Dinsdag
een week geleden kreeg ik tijdens onze “winterexcursie” een tak aangereikt met
daarop een paar kleine okerkleurige, vreemd gevormde paddenstoelen. “Zet jij ze
op de foto, dan zoek ik uit welke paddenstoel het is.” Het op naam brengen was
echter nog niet zo eenvoudig, maar voor de geraadpleegde deskundige was het
geen probleem. Het bleek een niet alledaagse variëteit van de pijpknotszwam te
zijn.
De
pijpknotszwam (Macrotyphula fistulosa)
is een schimmel die leeft op dode stammen, takken en twijgen van loofbomen,
zoals de els en berk, alleenstaand of in groepen, vaak laat in het jaar en is
vrij algemeen. De naam fistulosa
betekent buisvormige. De soort komt voor in Europa en Noord-Amerika. Het is een
saprofiet: levend van dood organisch materiaal. De pijpknotszwam is niet
eetbaar.
De
“gewone” pijpknotszwam vormt 4 tot 20 cm lange knotsen die slechts enkele
millimeters breed zijn, ze zijn dus zeer slank. De toppen van jonge exemplaren
zijn licht spits, oudere toppen zijn wat meer afgerond. De steel is mat,
okergeel tot roodachtig okerbruin.
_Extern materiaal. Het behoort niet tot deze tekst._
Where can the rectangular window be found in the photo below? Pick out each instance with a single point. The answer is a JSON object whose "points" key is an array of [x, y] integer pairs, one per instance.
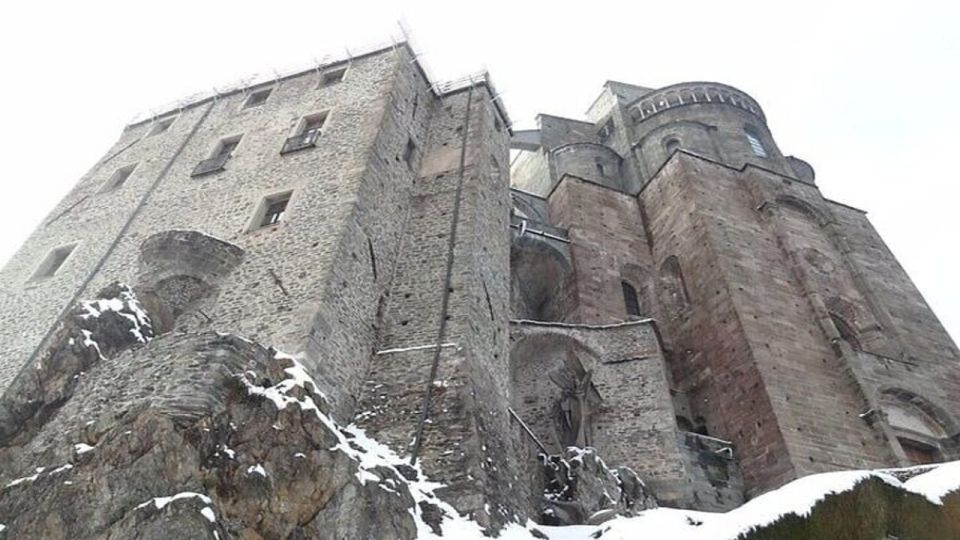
{"points": [[307, 133], [607, 129], [255, 99], [52, 262], [333, 76], [160, 126], [409, 153], [118, 178], [272, 209], [215, 163], [226, 147]]}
Het oppervlak is glad tot fijn gerimpeld.
Naast
de gewone pijpknotszwam vindt men soms ook opvallend
gedrongen, soms slechts 1 centimeter hoge, exemplaren met onregelmatig
afgeplatte vruchtlichamen die meestal in bundeltjes groeien. Dit is de vorm Macrotyphula contorta. Eigenlijk blijkt
het een “hongervorm” te zijn van de pijpknotszwam. Deze kleine, gedrongen, soms
vertakte variëteit komt voor op takjes en twijgen.
De
foto links maakte ik dinsdag 16 december. Een week later zocht ik het takje
weer op. Ik was benieuwd of de zwammetjes intussen iets waren gegroeid. Dat
bleek echter niet het geval, ze waren zelfs behoorlijk afgetakeld (rechts). Via
Google zijn tientallen afbeeldingen van de pijpknotszwam te bekijken, veel
mooie rechte, maar ook deze “hongervorm”.